It’s often said that you know what you’re getting with Ultimae. France’s premier ambient and chill label has maintained a rock-steady quality barometer and they remain one of the only labels to still put a lot of effort into their production and presentation: as usual, the digipack folds out like some wonderful cloudy dream, and the accompanying booklet again shows off Vince’s cracking photography skills.
This sort of means that you’re going to be delighted with your purchase before you even press play, and what’s more wonderful still is that as the music develops, so does your relationship with it.
Asura flirts with the ethnic and the deep space. Back To Light is an awesome, slomo 4-4 piece that has more in common with Holst than Shpongle, yet embraces a certain sense of awe and natural wonder. The double-track suite Galaxies takes this idea further – the sounds accompany some sort of internal display of interplanetary alignment.

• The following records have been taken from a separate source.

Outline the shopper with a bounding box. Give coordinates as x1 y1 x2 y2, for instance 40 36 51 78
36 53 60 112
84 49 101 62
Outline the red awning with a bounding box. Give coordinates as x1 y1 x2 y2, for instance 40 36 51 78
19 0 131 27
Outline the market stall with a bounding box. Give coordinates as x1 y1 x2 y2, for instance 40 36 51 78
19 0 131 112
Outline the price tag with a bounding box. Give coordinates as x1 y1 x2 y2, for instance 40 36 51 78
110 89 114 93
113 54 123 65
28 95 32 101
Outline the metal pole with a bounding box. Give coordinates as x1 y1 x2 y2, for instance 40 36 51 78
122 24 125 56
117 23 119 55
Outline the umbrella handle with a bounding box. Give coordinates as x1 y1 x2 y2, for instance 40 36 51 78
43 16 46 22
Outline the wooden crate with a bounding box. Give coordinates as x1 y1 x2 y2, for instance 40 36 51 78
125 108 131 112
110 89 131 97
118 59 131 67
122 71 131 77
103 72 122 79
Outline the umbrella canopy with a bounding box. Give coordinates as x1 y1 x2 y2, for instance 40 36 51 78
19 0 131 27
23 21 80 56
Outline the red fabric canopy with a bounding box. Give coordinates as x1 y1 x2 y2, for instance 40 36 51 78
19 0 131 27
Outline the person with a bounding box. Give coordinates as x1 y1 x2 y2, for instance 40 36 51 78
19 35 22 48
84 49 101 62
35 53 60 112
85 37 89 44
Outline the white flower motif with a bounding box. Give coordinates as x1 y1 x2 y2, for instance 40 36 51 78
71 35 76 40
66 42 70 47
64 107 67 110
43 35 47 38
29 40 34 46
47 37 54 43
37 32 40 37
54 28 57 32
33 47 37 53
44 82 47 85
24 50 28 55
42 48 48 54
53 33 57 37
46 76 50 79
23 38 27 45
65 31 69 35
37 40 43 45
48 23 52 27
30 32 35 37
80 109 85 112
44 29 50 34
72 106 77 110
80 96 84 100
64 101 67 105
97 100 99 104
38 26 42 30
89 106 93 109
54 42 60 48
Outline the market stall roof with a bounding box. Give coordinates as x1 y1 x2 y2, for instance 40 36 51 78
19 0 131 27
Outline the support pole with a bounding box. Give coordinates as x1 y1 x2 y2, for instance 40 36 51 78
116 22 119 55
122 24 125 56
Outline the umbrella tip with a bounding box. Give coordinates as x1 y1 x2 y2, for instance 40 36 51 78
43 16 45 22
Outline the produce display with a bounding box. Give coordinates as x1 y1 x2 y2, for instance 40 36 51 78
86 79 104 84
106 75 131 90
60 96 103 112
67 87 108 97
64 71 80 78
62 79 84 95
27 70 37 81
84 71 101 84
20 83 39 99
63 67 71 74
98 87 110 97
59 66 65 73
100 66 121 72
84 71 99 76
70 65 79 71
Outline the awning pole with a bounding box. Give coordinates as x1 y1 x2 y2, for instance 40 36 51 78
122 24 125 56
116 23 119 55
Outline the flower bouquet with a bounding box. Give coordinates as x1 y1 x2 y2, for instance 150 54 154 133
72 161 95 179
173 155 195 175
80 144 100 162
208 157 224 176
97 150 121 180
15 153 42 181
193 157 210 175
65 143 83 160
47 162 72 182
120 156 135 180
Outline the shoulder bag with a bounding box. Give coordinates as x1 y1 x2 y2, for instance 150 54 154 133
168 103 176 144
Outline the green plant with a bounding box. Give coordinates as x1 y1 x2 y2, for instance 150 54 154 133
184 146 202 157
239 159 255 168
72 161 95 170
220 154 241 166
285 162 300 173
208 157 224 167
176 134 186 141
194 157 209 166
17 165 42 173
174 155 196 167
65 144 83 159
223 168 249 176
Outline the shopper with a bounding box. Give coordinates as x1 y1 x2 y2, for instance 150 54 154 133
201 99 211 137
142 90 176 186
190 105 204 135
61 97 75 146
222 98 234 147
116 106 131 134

While Life2 is expansive and vast, it is also intimate. The tender, ticklish lines on Celestial Tendencies contrast with the watery and cinematic The Prophecy. There are also more energetic moments, like a sort of oldskool goa with the pitch at minus ten. Of these, Butterly FX is head and shoulders above the noisy, slomo-Space-Cat acidity of the title track.
It all comes together perfectly on closing track Le Chanson De Carla, where beats whip up a fascinating concoction of ethnic and interstellar, all packaged up in the sort of glazed, teary, life-as-we-know-it vibe of everything wrong in the world simultaneously being put right.
Asura is perfect listening for reading up on the elegance of submolecular physics, should that be your cup of tea. The rest of us can exhale while it works its wonders at smoothing out the metaphyisical knots that modern life gives us. Recommended.